At the time of writing, this phase has already been completed. For the sake of simplicity, all components are consolidated into one phase, and not all requirements may be captured here.

Phase 2: Long-lived confidential client authorization using authorization code flow

Use cases

  • Workflows

Requirements

  • Issue refresh tokens to confidential clients using the authorization code flow

    • PLFM-5753 - Getting issue details... STATUS

  • Provide mechanisms to resource owners and clients to revoke refresh tokens

    • PLFM-6120 - Getting issue details... STATUS

Notes

Since the use case dictates that OAuth clients in this use case will necessarily

  • Be confidential clients

  • use the authorization code flow

we do not need PKCE at this time.

For more information, see the design document, OAuth 2.0 Refresh Tokens and Revocation

Phase 3: OAuth2 public client access via authorization code flow or generated refresh tokens

Use cases

  • Synapse command line clients

  • Cron jobs

Requirements

  • Implement optional PKCE in authorization code flow

    • Consider identifying public and confidential status of clients, and handling them differently (e.g. public clients must use PKCE)

  • Allow users to manually issue scoped refresh tokens for particular clients

  • Consider supporting authorization code flow in the Python client

    • Not strictly necessary if users can manually issue a token.

Notes

Phase 4: “Frictionless” authorization for OAuth via first party apps

Use cases

  • OAuth in the GWT client

  • Deprecating session tokens

Requirements

  • Consent skipping for specific clients, including the GWT client.

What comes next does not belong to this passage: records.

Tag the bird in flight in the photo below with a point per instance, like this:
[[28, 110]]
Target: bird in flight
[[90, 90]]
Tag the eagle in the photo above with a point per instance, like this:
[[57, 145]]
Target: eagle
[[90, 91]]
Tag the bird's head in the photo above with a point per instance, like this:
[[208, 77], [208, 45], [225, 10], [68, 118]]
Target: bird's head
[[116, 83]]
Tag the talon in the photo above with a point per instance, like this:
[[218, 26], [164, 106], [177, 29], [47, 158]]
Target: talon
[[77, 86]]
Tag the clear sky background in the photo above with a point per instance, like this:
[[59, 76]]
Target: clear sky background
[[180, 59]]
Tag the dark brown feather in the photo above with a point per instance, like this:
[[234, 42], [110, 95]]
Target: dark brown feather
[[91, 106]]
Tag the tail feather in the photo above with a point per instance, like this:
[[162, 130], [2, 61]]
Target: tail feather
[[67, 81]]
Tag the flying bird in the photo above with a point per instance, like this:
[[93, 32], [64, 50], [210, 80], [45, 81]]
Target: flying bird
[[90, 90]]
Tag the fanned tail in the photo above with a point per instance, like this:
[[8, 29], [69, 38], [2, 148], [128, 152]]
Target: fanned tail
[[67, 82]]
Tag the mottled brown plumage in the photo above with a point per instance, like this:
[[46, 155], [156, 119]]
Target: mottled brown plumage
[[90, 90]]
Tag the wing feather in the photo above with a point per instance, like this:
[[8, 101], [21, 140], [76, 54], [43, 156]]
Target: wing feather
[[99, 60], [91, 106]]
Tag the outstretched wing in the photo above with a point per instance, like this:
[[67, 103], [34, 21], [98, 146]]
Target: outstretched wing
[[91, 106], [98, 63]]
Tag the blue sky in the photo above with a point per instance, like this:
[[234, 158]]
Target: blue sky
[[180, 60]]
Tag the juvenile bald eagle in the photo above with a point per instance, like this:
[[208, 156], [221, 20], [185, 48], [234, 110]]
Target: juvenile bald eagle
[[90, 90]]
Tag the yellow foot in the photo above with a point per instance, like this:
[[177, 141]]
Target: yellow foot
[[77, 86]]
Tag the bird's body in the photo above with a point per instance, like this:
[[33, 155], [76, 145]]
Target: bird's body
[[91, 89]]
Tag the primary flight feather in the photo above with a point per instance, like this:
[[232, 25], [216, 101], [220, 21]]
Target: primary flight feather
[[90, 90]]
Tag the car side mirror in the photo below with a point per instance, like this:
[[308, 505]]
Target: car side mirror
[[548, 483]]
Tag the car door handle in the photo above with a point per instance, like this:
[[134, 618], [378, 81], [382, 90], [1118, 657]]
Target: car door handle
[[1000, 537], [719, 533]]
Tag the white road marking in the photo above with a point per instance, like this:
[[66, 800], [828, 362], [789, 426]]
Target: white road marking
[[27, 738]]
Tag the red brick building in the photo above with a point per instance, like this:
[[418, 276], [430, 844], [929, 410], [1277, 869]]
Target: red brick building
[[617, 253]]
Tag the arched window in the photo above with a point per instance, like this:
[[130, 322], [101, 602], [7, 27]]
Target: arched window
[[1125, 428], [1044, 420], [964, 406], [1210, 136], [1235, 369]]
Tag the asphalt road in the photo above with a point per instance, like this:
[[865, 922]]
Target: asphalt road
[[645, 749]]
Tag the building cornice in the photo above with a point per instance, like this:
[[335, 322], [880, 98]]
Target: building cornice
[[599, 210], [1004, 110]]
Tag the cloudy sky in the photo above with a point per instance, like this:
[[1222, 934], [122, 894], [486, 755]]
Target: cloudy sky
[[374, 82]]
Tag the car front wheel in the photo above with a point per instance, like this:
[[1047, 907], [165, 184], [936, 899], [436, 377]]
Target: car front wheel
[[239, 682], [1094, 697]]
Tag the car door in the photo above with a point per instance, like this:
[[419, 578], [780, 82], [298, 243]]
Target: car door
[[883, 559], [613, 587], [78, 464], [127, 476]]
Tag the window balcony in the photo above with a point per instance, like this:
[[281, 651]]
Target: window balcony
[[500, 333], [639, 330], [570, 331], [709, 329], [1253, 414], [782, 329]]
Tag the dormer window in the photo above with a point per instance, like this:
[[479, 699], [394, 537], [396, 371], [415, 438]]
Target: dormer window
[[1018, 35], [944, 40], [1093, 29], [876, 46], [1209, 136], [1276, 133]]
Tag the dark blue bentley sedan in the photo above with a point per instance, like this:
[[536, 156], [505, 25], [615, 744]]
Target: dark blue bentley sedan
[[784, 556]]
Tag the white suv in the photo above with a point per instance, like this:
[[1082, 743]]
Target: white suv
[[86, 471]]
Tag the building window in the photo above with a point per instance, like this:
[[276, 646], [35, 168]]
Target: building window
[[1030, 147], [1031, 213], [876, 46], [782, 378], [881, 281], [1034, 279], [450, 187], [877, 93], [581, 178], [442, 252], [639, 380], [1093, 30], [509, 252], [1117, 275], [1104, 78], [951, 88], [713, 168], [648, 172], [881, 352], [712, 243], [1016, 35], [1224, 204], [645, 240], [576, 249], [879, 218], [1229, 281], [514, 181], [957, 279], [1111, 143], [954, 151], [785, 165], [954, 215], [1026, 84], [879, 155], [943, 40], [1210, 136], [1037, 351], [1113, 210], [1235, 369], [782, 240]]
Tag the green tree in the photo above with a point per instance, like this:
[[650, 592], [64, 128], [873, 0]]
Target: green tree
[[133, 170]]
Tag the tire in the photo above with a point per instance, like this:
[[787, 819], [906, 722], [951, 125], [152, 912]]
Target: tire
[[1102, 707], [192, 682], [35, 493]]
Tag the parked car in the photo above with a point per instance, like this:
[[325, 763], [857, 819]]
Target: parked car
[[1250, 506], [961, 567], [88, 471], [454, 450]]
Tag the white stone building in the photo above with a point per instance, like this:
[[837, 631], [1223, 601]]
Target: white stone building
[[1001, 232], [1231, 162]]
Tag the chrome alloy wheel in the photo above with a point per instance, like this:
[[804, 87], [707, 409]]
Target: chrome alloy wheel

  • Determiniation that session tokens are not used elsewhere

What Shouldn’t Be Built

This section includes a sample of proposed solutions that have been rejected, along with reasoning for the rejection

Item

Rejection reason

Item

Rejection reason

Resource-owner password credentials grant type

Documents about OAuth best practices argue against using this grant type. The crux of most arguments is this:

  • OAuth is designed to be used by third party clients

  • Third party clients should not be trusted with resource-owner credentials

  • ROPC relies on handing resource-owner credentials to a third party client

  • Thus ROPC is not secure, and should not be used

Clients considered secure enough to contain passwords should not use OAuth. OAuth may be used in first-party clients (e.g. the GWT web client), but if so, it should be treated like a third-party client, and credentials should not be entered into it.

Device code flow

The primary use case for device code flow is on input-constrained devices, like smart TVs. This type of use case does not exist for Synapse. In places where the device code flow could be used (e.g. a command line app), the authorization code flow will also be possible.